An ambulance was seen outside her bungalow before the alarm had been raised. A helicopter was heard overhead and friends who tried to investigate her death independently received death threats.
J
UST AFTER
9
A.M
. on 19 April 1995, a yellow Ryder Rental truck pulled into a parking area outside the Alfred P. Murrah Building, the US Federal Government complex at 200 NW Fifth Street in Oklahoma City. The driver stepped down from the truck’s cab and casually walked away. Two minutes later, at 9.02 a.m., the truck exploded, destroying one-third of the nine-storey building, killing 168 people, including nineteen children, and injuring 800 more with 490 hospitalized. One unborn child was also killed. It was the most deadly act of terrorism on American soil before 9/11.
The blast was so powerful it lifted pedestrians from the ground. One Japanese tourist said that it was “worse than the worst quake because there was no initial warning, no noise to say something terrible is going to happen. It just hit.”
The truck had been loaded with 5,000 lbs (2,268 kg) of home-made explosives. It created a fireball that briefly outshone the sun. Inside the building, a few lucky people had been away from their desks fetching coffee or delivering documents to another part of the building. But those in the offices above the blast stood no chance. The children’s day-care centre next to the bomb was devastated. Upper floors fell on those beneath them, causing a progressive collapse that crushed everything and everyone below. The north side of the building crumpled, sending deadly shards of glass flying that maimed passers-by blocks away. The windows were shattered in 258 buildings nearby. The broken glass alone was responsible for 5 per cent of the deaths and 69 per cent of the injuries outside the Murrah Building.
The explosion made a crater 8 ft (2.4 m) deep and 30 ft (9.1 m) wide. Traffic signs and parking meters were ripped from the sidewalk. The blast damaged or destroyed 324 buildings within a sixteen-block radius. Ten collapsed at the time and a further thirteen were later condemned as unsafe. The explosion destroyed or burnt eighty-six cars, causing further explosions from the vehicles’ gas tanks and tyres. It could be heard and felt up to 55 miles (89 km) away. Seismometers at Science Museum Oklahoma in Oklahoma City, 4.3 miles (6.9 km) away, and in Norman, Oklahoma, 16.1 miles (25.9 km) away, registered 3.0 on the Richter scale.
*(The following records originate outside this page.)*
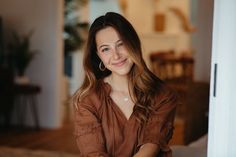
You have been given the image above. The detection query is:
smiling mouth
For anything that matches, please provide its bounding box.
[113,59,127,67]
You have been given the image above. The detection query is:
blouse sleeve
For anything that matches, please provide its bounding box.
[138,91,177,156]
[75,103,108,157]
Three square miles (7.8 km
2
) of downtown Oklahoma City were devastated, leaving hundreds of people homeless and closing down scores of businesses; 50,000 people had to be evacuated. In all, the Oklahoma City bombing was estimated to have caused at least $652 million worth of damage. The Murrah Building, which had to be demolished, was alone worth $30 million.
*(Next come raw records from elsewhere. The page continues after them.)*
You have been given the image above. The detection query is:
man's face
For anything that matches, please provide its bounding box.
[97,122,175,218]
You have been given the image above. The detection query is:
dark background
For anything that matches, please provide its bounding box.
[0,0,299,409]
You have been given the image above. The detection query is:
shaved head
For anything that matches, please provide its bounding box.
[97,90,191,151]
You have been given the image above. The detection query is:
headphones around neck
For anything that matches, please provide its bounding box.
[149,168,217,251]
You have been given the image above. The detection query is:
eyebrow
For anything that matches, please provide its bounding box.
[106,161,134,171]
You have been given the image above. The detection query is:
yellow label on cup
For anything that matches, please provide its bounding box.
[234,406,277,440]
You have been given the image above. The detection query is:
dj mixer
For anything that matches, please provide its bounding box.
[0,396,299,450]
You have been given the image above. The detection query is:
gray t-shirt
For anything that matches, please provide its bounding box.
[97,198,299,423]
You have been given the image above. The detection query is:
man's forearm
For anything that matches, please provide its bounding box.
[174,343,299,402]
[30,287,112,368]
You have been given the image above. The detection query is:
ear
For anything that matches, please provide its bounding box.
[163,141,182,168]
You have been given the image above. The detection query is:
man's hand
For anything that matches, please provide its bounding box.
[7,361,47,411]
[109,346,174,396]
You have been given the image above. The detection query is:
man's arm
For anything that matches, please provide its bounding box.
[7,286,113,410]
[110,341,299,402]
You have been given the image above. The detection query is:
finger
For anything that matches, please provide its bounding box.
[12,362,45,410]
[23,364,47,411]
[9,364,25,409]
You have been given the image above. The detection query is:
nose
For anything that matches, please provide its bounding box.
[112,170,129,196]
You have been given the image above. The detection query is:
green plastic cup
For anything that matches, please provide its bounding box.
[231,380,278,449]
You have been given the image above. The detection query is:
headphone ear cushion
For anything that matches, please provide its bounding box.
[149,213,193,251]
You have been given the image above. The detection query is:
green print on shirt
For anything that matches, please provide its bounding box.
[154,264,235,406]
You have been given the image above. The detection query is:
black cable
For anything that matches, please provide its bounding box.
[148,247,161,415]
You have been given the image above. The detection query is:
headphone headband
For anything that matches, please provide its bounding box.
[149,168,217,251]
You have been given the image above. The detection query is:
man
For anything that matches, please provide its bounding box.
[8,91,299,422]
Sirens blared as rescue workers rushed to the scene. The first were there within two minutes. Firefighters, ambulance men and volunteers alike clawed through the rubble to dig out the wounded and remove the dead. A command post was set up in a parking lot at NW Sixth Street and Harvey.
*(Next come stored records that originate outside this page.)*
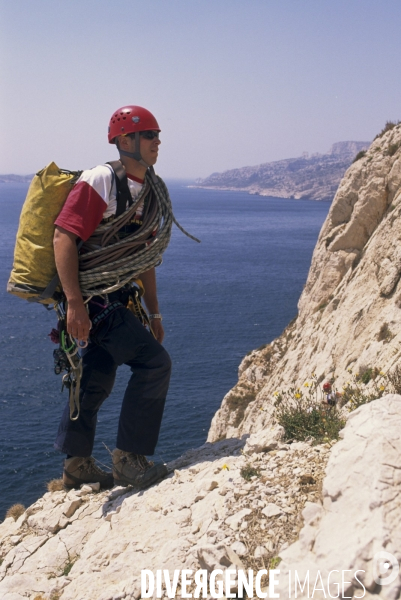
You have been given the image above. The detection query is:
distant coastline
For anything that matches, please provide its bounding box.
[193,141,370,202]
[0,173,34,183]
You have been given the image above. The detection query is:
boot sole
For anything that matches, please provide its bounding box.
[63,469,114,490]
[113,465,168,490]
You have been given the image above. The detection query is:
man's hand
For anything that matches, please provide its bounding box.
[67,300,91,342]
[150,319,164,344]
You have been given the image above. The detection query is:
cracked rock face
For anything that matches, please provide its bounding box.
[208,125,401,442]
[0,432,330,600]
[278,395,401,600]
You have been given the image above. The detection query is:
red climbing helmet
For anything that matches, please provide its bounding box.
[108,106,160,144]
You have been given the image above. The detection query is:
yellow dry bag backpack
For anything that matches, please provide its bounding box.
[7,162,82,304]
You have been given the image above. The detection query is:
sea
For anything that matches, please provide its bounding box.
[0,181,329,521]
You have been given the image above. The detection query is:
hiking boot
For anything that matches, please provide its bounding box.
[113,448,168,490]
[63,456,114,489]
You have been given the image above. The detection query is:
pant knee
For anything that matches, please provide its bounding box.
[146,348,172,374]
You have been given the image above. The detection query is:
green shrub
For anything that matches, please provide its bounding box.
[377,323,394,343]
[226,384,256,427]
[275,376,345,444]
[387,365,401,394]
[240,463,260,481]
[387,143,400,156]
[352,150,366,163]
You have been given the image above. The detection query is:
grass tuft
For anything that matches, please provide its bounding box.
[240,463,260,481]
[6,504,25,521]
[377,323,394,343]
[46,479,65,492]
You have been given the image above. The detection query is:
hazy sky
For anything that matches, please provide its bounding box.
[0,0,401,178]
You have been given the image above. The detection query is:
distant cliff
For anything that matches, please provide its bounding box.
[196,142,370,201]
[0,174,33,183]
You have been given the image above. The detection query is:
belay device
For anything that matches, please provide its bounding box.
[50,303,82,421]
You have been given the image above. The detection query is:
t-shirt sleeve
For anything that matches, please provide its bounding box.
[54,165,113,241]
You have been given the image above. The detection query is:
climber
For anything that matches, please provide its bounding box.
[54,106,171,489]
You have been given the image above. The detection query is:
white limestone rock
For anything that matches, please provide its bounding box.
[244,425,284,454]
[208,124,401,442]
[280,395,401,600]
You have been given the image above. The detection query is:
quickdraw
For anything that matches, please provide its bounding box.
[53,303,82,421]
[50,279,155,421]
[127,279,156,338]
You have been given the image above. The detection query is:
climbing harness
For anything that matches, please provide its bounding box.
[11,161,200,421]
[53,302,84,421]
Immediately following the blast, the Oklahoma City Police Department Headquarters, which itself had been damaged, was evacuated. A bomb search was conducted, but no device was found. Civilian personnel were permitted to return to their assignments or go to a blood institute and donate blood. A temporary morgue was set up in the playground of the Murrah Building’s day-care centre. Later it was moved to the first Methodist Church located at NW Fourth and Robinson.